Morsi ha fretta di ridare voce all’Egitto

Anche i suoi elettori lo chiamavano "pezzo di ricambio". Non doveva essere lui il presidente degli egiziani, secondo i programmi degli stessi Fratelli musulmani. Nel caos egiziano di quei giorni le cose sono andate diversamente e Mohamed Morsi è diventato il primo presidente democraticamente eletto, senza un precedente negli ultimi 7mila anni di storia.
Il pallido leader di transizione, quello che doveva essere la ruota di scorta di Khairat al-Shater – la prima scelta della fratellanza – si è trasformato in un vulcanico decisionista. Ha sistemato il generale Tantawi e la sua giunta di transizione, ha formato un nuovo governo; ignorando l'ostilità dei militari, ha aperto al Fondo monetario internazionale, dando qualche segno concreto di una nuova e più aperta politica economica. Al Cairo sta anche sistemando i suoi in settori sensibili, con una certa continuità comportamentale con il passato regime: giornali, televisioni, enti, ministeri, sollevando qualche sospetto sulla sua promessa di un Egitto aperto. 

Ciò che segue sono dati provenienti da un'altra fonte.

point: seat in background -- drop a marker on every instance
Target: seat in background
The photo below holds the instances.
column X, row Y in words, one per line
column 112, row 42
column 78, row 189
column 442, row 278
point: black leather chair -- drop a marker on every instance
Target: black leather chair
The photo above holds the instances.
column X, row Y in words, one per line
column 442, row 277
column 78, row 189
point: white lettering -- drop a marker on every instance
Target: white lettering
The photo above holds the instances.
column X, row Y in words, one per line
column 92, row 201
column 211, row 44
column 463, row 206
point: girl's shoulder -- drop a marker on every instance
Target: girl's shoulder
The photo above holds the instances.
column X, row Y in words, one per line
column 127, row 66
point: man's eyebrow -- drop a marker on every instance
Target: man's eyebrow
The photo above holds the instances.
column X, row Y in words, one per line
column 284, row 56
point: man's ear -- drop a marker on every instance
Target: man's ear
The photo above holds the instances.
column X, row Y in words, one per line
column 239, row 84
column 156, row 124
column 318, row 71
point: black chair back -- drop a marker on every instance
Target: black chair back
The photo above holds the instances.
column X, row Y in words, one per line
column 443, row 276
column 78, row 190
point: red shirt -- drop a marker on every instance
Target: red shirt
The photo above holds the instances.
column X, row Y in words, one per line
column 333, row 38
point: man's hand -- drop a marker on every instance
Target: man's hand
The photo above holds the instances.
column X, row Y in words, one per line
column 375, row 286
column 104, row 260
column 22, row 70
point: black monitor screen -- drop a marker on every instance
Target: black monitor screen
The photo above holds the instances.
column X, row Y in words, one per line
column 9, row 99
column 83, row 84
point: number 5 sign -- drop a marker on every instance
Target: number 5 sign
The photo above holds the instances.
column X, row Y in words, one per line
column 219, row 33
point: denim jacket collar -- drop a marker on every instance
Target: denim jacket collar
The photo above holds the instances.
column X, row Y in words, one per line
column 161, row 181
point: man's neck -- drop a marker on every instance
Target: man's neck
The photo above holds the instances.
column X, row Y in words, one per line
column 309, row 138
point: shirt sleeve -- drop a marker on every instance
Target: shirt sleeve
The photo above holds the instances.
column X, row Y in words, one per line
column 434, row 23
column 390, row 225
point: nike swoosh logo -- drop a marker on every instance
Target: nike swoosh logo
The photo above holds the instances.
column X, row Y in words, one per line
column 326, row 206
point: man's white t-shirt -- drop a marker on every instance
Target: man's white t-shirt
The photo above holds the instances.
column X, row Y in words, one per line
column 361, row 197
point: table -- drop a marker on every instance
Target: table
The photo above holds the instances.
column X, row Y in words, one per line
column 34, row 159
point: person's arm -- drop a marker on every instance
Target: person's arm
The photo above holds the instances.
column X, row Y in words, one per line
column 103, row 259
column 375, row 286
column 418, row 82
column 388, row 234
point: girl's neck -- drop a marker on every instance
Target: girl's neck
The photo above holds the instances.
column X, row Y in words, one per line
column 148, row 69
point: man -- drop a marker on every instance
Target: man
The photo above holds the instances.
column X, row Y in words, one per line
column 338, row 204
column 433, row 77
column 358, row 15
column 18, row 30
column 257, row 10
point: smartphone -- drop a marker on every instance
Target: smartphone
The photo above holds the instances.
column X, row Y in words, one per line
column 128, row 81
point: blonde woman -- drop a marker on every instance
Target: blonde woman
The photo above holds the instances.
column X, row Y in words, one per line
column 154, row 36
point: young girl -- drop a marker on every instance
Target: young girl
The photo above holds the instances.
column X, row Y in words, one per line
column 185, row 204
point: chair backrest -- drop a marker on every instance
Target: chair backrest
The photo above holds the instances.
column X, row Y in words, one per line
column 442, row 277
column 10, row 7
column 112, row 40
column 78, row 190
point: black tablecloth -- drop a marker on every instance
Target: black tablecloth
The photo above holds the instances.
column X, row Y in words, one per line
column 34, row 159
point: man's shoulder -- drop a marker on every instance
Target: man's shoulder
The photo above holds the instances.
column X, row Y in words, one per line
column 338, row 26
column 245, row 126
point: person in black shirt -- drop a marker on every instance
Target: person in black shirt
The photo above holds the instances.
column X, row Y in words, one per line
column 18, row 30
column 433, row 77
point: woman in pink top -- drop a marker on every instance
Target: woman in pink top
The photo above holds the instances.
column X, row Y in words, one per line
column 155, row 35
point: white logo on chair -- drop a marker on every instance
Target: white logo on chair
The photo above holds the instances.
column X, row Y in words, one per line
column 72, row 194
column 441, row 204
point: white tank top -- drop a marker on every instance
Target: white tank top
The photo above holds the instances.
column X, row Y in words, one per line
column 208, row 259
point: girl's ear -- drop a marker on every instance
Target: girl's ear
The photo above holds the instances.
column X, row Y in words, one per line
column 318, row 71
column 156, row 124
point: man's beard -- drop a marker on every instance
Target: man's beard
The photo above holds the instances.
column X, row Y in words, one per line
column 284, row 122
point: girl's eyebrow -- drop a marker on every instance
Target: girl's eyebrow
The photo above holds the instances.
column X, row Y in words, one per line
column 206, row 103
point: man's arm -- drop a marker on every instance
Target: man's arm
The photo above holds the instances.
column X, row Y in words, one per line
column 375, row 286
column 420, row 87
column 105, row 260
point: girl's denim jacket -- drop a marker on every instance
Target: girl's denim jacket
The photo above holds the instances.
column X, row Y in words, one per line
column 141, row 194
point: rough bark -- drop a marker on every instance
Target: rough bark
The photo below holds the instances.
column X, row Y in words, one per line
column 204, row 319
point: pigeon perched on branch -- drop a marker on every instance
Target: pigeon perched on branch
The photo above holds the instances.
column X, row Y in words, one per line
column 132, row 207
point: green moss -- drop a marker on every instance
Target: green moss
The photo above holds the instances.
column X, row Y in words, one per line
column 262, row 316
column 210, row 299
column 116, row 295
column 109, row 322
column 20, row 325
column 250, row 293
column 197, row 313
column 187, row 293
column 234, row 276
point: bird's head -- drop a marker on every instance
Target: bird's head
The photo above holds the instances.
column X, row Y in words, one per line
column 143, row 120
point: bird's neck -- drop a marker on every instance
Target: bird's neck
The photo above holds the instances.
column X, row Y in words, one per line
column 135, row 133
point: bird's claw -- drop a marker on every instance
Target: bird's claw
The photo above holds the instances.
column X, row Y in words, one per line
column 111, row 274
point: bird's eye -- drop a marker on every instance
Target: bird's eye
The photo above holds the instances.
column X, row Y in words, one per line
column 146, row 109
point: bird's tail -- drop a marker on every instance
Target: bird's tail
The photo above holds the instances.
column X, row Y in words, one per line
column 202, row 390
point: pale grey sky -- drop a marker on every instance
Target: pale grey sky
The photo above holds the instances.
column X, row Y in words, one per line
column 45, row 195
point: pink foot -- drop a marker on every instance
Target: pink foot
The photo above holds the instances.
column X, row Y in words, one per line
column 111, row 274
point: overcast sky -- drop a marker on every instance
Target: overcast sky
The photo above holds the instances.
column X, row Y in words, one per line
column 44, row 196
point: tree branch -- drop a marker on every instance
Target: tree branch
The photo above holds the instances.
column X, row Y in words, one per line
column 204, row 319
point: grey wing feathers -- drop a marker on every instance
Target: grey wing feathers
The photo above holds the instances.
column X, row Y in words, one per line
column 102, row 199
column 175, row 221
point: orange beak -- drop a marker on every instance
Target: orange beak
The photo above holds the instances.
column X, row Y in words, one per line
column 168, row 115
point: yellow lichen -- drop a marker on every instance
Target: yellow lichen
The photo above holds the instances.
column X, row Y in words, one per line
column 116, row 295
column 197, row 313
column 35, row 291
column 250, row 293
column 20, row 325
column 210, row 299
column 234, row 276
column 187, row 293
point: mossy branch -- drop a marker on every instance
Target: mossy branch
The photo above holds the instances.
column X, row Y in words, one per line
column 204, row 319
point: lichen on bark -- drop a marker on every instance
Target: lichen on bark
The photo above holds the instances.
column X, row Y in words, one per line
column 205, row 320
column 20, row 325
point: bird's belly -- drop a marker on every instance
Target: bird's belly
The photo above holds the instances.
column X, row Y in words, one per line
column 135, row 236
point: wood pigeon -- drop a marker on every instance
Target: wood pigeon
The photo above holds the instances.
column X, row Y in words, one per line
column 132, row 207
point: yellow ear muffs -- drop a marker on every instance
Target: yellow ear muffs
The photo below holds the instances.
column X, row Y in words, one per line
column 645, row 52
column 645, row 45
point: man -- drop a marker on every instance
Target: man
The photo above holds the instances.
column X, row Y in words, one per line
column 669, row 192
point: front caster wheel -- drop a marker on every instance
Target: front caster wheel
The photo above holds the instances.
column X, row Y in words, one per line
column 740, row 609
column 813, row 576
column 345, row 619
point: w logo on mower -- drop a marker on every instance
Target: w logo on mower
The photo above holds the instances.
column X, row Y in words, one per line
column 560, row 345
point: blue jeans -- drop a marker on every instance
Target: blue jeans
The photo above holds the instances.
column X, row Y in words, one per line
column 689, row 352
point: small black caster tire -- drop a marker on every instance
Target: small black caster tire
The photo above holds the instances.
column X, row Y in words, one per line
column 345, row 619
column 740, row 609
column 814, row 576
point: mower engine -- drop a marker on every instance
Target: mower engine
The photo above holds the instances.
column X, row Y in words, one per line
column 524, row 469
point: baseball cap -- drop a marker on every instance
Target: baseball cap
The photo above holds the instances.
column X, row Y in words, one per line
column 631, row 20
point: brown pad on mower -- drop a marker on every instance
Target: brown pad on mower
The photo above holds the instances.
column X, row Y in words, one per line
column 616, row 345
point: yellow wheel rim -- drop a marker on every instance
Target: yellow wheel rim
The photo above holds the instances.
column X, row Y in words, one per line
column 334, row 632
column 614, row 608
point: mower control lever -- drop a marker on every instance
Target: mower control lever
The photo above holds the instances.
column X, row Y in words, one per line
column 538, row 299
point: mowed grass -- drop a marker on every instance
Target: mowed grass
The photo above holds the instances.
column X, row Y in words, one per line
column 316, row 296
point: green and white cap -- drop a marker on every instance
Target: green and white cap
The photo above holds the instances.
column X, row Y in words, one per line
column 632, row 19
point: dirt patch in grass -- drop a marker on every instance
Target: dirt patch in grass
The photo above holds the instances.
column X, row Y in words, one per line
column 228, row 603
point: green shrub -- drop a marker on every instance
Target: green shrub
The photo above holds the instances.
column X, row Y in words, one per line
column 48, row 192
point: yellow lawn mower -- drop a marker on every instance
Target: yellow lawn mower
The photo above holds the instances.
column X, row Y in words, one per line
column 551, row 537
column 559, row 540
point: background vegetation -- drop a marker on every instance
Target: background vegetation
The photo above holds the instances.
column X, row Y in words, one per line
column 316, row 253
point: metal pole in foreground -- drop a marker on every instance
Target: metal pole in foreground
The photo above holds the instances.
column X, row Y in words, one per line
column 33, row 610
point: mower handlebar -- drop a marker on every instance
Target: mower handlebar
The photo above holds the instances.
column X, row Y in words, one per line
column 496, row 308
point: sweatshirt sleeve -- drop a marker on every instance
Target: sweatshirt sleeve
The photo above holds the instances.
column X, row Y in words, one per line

Forse è presto per capire se il profilo che sta prendendo forma sia quello di un Morsi statista o islamista. Quello che dice Giulio Terzi, il nostro ministro degli Esteri, dopo averlo incontrato ieri al Cairo, è che «l'Egitto è un Paese di grande importanza per l'Europa, per l'Italia e per gli equilibri della regione. Un Paese con cui dobbiamo lavorare a fondo sul piano diplomatico e in cui dobbiamo promuovere la presenza delle nostre aziende».
È bastato semplicemente muoversi perché, anche in una situazione economica emergenziale, l'Egitto ricominciasse a essere visibile nella regione. Un atteggiamento cauto verso Hamas che non sa controllare la striscia di Gaza; caute conferme sul trattato di pace con Israele. «Morsi ha assicurato che rispetterà il trattato di pace», garantisce però Terzi alla fine del suo incontro con il presidente egiziano. 
Un viaggio in Iran perché vi si svolgeva il vertice dei non allineati. La prima visita ufficiale all'estero Morsi l'ha fatta a Pechino. Ma a metà settembre andrà negli Stati Uniti che hanno deciso di cancellare un miliardo del debito estero egiziano. A seguire, la Camera di commercio americana porterà al Cairo una delegazione di 50 uomini d'affari (Xerox e Caterpillar nel gruppo, precisa il New York Times). Sulla strada per l'America Morsi si fermerà in Italia, dove non sembra che gli imprenditori lo accoglieranno con entusiasmo americano, nonostante le esortazioni di Terzi.
Trent'anni di stagnazione di Hosni Mubarak hanno tolto all'Egitto il ruolo regionale che aveva sempre giocato. Ora Morsi ha fretta. È un attivismo diplomatico quasi ansioso in una platea che nel frattempo si è riempita di protagonisti e aspiranti: dall'inizio delle Primavere arabe è diventata una ressa. Un tempo la nazione più influente del Mondo arabo era un Paese grande, sovraffollato, povero ma iper-armato come l'Egitto. Oggi una delle più attive è il Qatar, piccolo, 250mila abitanti ma ricchissimo. E naturalmente l'Arabia Saudita che ha sostituito le ideologie di ieri con una molto più antica: l'Islam sunnita.
Una prova della nuova Angst egiziana è l'iniziativa di Morsi sulla crisi siriana: un quadrumvirato Egitto, Arabia Saudita, Turchia e Iran per una soluzione della più grave crisi regionale che nasca nella regione. Gli americani, Giulio Terzi come tutti gli altri europei, e la Lega araba hanno sempre sostenuto che una via d'uscita debba essere trovata dagli attori mediorientali. Ma tutti, anche sauditi e Qatar, dubitano che sia possibile farlo con l'Iran, fino ad ora parte del problema più che della soluzione in Siria.